Bruce Wayne reminds Barry Allen that the pain of losing his parents made him what he was: The Batman. Who would Barry Allen be if his mother doesn’t die? 

Barry decides to change his history without really interacting with his parents. As a result, his mother never dies, but Barry, instead of returning to his present, finds himself face-to-face with himself as a college student in a new version of the past. This version of himself is more outgoing and about to go on a date with Iris West (Kiersey Clemons). This might be all Back-to-the-Future-ish fun if Michael J. Fox never replaced Eric Stolz and if  evil Kryptonian General Zod (Michael Shannon) didn’t show up. Future Barry knows that only another Kryptonian can defeat General Zod so he seeks out this timeline’s Bruce Wayne/Batman (Michael Keaton) to find Superman.

While this isn’t a perfect film, even as far as superheroes go, “The Flash” is surprising entertaining and shoots arrows that will open wounds that bleed nostalgia. Mind you, it has already been established that other iterations of each superhero exists. In the Arrowverse, the TV version of the Flash (played by Grant Gustin), encounters Ezra Miller’s Barry Allen in the zone of Speed Force during the 2020 crossover event “Crisis on Infinite Earths.” Even the older version of the Flash, John Wesley Shipp (Earth-90), who played Barry Allen on the CBS TV series from 1990-1991, appears in the Arrowverse.
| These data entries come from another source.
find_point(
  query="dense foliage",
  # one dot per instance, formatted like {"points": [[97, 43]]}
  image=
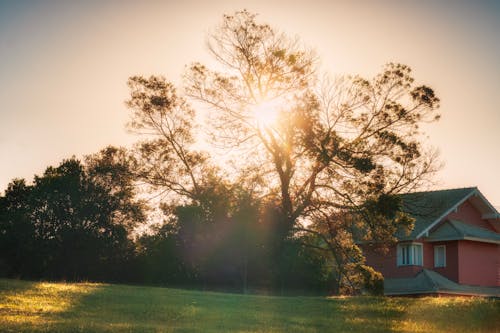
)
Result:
{"points": [[300, 170]]}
If there were an award for best usage of cameos, the Flash on TV and as a film would surely be nominated. 

While Gustin’s Flash is more likable and has the kind of charm you wouldn’t mind being around, Miller’s Flash is the kind of geek you’re not sure if you can trust, who may or may not be responsible or reliable and is more likely to make you nervous. And I’m saying that as a geek. 

There were moments in the Flash that made me smile and hit me hard in the heart. Director Andy Muschietti keeps the action flowing and the CGI isn’t too overwhelming because this is at its center, an emotional story about a son trying to save his mother. If I had seen this film two years ago just after my mother died (29 May 2021), this might have shattered me and she lived into her 90s.  

Unfortunately the biggest speed bump here is neither Muschietti nor Christina Hodson’s script gives us a worthy villain. I’m not saying that as a criticism of Michael Shannon’s acting, but the limitations given to him in time and lines. He’s just a minor bump in the road instead of a vividly developed bad guy emanating evil as deep as a sink hole. Maybe he’s have been an okay guy if he’d had a better mother. Who knows. 

 I won’t give anything away, particularly the surprise ending, but I will say that I could have done without the post-credits scene. Still this film packs more smiles per hour than expected in it 144 minutes. 

“The Flash” is the 13th film in the DC Extended Universe.  The film will have it’s premiere in Los Angeles on 12 June 2023 and will be released in the US on 16 June 2023.